Interagency committee approves updated oil pollution research planOrganisations and Associations // October 20, 2015
The Interagency Coordinating Committee on Oil Pollution Research unanimously approved the Oil Pollution Research & Technology Plan for FY2015-2021 at the committee’s quarterly meeting last month.
The purpose of the plan is to provide current assessments of the nation’s oil pollution research needs and priorities. This is the first update to the plan since 1997.
"The research needs focus on the tools and technologies employed by the Coast Guard On-Scene Coordinators to address oil spills in the marine environment," said Bill Vocke, who works for the Coast Guard's incident management and preparedness policy directorate at Coast Guard Headquarters and also serves as ICCOPR’s executive director.
"Addressing these priority needs will not only improve our capabilities to respond to spills but also improve prevention, preparedness, and injury assessment/restoration capabilities," said Vocke.
The FY 2015-2021 version of the plan includes two parts. Part One explains why oil pollution research is needed and the parties that are involved in research activities. It also presents the committee’s Oil Pollution Research Categorization Framework for tracking research activities and successes. Part Two presents the committee’s research priorities. It also explains the process that the committee used to identify present research gaps and priorities, noteworthy oil spill events, and the current state of oil pollution knowledge.

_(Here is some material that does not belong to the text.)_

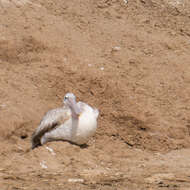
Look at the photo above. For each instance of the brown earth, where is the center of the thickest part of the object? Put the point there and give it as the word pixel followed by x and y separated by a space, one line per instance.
pixel 130 60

The committee intends to update the plan every six years to reflect advancements in oil pollution technology and changing research needs.
BSEE's Lori Medley, Chief, Oil Spill Response Research Branch, served as the Vice Chair of the committee during the period the plan was developed. Ms Medley said: "Approval of the Research & Technology Plan represents a major accomplishment by the committee. It will set the tone and direction of oil pollution research over the next several years, and reflects the re-energized commitment to the organization's mission by its member agencies."
This plan does not establish any regulatory requirement or interpretation, nor imply the need to establish a new regulatory requirement or modify an existing regulatory requirement.
The committee, established through the Oil Pollution Act of 1990, has a twofold purpose. In addition to preparing the coordinated Federal oil pollution research and development plan, the committee promotes cooperation with industry, universities, research institutions, state governments, and other nations through information sharing, coordinated planning, and joint funding of projects.